# Finding a 'true black' in photoshop



## jemmy (Apr 21, 2007)

Hi all,  I am struggling to find a true black in photoshop through the custom drop down menus... I HAve been adding borders to my photos and the blacks either look khaki or navy???  Could anyone tell me which black they use that really is jet black??  Much appreciated. x jem xx


----------



## Cuervo79 (Apr 21, 2007)

um I don't get your question, custom drop down menus? could you please explain a little bit more?
mmm maybe I understand, you mean you're printing your photos and they come out like you describe? normaly I would say depending on your paper and your printer that's how "black" it will come out, normaly the bubble jet printers add CMY to the black so its not exclusively the black ink. I would suggest maybe printing the black first (selecting in the setup to be grayscale, some printers you can actually select to use only the black ink) and then print your photo over it.

if its video related, maybe you need to calibrate your monitor?


----------



## jemmy (Apr 21, 2007)

sorry, i meant that all the blacks in my computers colour menu look black, but then once i look at them more they are like navy or khaki... just wondered what number code people use that is a true black???  sorry... not sure im too clear? x


----------



## The_Traveler (Apr 21, 2007)

r,g,b 0,0,0


----------



## Alex_B (Apr 21, 2007)

as traveler said r,g,b= 0,0,0

if that does not appear black on you screen then, it has to be calibrated, or at least profiled

here comes an image with a cross and the word "black" in approx. r,g,b= 0,0,0 ... the background is dark grey (r,g,b=6,6,6 or 8,8,8 if I remember right)

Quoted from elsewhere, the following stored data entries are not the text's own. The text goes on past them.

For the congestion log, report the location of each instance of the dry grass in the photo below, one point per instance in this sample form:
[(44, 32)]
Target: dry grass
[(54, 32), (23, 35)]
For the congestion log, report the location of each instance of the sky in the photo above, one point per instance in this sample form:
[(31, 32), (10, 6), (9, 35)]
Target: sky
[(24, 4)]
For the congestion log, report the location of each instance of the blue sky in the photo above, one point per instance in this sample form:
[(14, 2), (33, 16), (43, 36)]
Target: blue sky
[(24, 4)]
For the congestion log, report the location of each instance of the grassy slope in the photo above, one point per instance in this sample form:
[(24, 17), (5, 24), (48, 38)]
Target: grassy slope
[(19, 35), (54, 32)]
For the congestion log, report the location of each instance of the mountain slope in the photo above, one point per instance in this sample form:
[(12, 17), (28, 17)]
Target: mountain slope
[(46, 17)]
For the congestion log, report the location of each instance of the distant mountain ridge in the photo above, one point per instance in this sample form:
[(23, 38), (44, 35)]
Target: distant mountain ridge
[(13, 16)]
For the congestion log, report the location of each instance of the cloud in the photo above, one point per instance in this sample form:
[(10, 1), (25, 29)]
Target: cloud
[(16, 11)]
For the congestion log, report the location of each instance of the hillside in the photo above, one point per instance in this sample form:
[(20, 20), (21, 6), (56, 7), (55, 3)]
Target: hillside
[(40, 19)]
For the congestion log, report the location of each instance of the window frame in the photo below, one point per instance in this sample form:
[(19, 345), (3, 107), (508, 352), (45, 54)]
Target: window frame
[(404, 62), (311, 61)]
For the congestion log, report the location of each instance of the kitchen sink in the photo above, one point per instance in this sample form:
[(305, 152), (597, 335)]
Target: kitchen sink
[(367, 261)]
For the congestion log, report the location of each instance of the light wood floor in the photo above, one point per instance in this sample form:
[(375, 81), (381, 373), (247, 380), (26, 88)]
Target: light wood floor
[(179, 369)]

this is how it looks like in black on white (in case your screen cannot differentiate between black and dark grey):






here you can see a grey-scale to see if you screen is mucked up:

http://www.graukeil.de/


----------



## Alex_B (Apr 21, 2007)

jemmy said:


> sorry, i meant that all the blacks in my computers colour menu look black, but then once i look at them more they are like navy or khaki...




this is very strange, you have _several _different blacks on you computer ???


----------



## jemmy (Apr 21, 2007)

*this is very strange, you have several different blacks on you computer ???*

thats right, heaps of 'blacks'.

Thanks guys. x


----------



## Cuervo79 (Apr 23, 2007)

hey girl, check this link out I think it will help you allot

http://www.printernational.org/rich-black-plain-black.php


----------



## Alex_B (Apr 23, 2007)

so you are in CMYK?


----------



## jemmy (Apr 23, 2007)

thanks cuervo. x great article.  i need to read more!!!


----------



## MACollum (Apr 24, 2007)

If you're using CMYK, I read in one of Scott Kelby's books (don't remember which one, either Photoshop Classic Effects or Photoshop CS Killer Effects) he gives a formula for a rich black. I don't pretend to understand it all but I remember most of what I read. Maybe someone else here knows more? 

If you're using RGB, I can't be of any help at all except to concur with The Traveler. R=0 G=0 B=0 is supposed to be the deepest black.


----------